Perché il passaggio al cloud e ai servizi gestiti? I numeri a tale proposito sono piuttosto chiari: due server su cinque non si ripristinano, già oggi l’85% dei rispondenti riferisce di eseguire il recovery nell’ambito di una procedura DR da copie cloud dei dati. Inoltre, il passaggio a strategie cloud-first fa emergere l'inadeguatezza delle soluzioni legacy di protezione dati.

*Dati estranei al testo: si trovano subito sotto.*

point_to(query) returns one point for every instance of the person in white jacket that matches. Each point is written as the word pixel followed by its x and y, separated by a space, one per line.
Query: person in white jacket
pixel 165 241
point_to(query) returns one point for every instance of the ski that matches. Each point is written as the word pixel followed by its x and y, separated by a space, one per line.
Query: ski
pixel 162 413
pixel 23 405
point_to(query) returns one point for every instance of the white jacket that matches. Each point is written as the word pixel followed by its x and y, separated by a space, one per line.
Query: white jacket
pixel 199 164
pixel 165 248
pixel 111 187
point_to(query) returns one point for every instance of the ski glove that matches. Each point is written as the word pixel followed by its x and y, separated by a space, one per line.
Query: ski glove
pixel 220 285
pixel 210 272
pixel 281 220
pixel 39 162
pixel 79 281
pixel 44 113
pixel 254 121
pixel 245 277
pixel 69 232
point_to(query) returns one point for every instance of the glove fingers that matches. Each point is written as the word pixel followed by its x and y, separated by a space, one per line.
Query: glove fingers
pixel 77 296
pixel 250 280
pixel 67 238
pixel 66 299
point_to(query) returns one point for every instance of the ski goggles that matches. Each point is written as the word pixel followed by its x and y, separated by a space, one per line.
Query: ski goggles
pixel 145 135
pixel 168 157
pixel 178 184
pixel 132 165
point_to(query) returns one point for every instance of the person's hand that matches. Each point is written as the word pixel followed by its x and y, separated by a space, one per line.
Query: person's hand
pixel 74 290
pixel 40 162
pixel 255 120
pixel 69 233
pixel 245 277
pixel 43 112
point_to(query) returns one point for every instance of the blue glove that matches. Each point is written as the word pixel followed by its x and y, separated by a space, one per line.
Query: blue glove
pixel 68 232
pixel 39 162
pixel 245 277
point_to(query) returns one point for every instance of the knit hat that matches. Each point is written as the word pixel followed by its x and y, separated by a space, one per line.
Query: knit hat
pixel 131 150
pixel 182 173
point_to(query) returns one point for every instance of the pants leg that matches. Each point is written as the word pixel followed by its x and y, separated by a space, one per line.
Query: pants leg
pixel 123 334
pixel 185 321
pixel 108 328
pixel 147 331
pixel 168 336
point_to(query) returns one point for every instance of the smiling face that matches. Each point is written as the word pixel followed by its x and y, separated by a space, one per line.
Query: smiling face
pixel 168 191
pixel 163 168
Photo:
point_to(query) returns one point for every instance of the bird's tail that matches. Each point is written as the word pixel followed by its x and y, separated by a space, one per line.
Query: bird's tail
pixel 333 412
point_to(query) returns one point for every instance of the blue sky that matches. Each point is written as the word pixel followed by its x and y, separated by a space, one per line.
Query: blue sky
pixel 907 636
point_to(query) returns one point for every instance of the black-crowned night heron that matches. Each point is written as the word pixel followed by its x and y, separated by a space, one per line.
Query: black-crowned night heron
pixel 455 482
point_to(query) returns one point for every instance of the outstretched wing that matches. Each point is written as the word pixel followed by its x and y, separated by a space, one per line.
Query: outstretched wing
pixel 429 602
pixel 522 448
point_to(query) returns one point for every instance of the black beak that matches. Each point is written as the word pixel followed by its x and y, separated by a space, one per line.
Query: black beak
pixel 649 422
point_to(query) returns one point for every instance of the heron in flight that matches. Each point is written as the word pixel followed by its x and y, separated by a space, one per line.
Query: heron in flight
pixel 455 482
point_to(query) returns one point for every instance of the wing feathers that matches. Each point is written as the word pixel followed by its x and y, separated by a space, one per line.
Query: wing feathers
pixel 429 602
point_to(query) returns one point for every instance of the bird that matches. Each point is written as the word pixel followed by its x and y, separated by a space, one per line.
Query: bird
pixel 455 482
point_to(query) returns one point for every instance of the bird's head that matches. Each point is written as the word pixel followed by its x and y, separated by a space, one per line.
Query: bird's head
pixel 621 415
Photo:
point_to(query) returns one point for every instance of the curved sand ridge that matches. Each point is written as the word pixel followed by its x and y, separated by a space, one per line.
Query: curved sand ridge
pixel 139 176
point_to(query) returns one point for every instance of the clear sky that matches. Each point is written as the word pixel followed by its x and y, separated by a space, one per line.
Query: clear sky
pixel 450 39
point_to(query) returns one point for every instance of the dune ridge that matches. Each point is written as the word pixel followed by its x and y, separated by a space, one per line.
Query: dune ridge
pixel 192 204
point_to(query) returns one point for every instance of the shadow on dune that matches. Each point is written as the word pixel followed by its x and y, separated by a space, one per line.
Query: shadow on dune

A questo si aggiunge il fatto che solo il 32% delle imprese riesce ad eseguire il recover di un sito di 50 server in meno di una settimana lavorativa. Solo il 13% del campione riferisce di essere riuscito a orchestrare un recovery in una situazione di emergenza, a testimonianza del fatto che il DR a seguito di un attacco cyber senza un workflow orchestrato è molto difficile da portare a termine. Focalizzandoci sulla sola area EMEA, la percentuale dei server ripristinabili come da aspettative sarebbe solo del 58%.

SaaS e container

Gli esperti di Veeam hanno poi proposto un focus sulle modalità con cui vengono eseguiti i backup di specifici tipi di dati. la situazione della protezione SaaS è buona: quando si parla di backup di dati di Microsoft 365, il 74% delle aziende sfrutta prodotti di terze parti e il 41% usando il servizio proprietario di Microsoft. L’informazione fa il paio con un altro dato generalizzato: il 74% utilizza prodotti di backup di terze parti per proteggere i dati SaaS.


Un altro argomento che spesso ricorre nell’archiviazione dati è quello dei container. Sebbene il 59% delle imprese utilizzi container, solo il 25% afferma di utilizzare soluzioni di backup appositamente progettate per i container. Il report rivela inoltre che il 45% dei rispondenti (il 43% in EMEA) esegue il backup dei workload in hosting nel cloud. La percentuale di chi non esegue alcun backup è irrisoria (rispettivamente 4 e 3 percento), il che conforta sulla consapevolezza generalizzata dell’importanza dei backup.

A non confortare è il fatto che sono ancora troppi a fare il backup del solo spazio di archiviazione. Come ha sottolineato Russel, “serve a poco replicare i bit perché si perde la visione d’insieme sui legami tra applicazioni e dati, dati e infrastrutture”.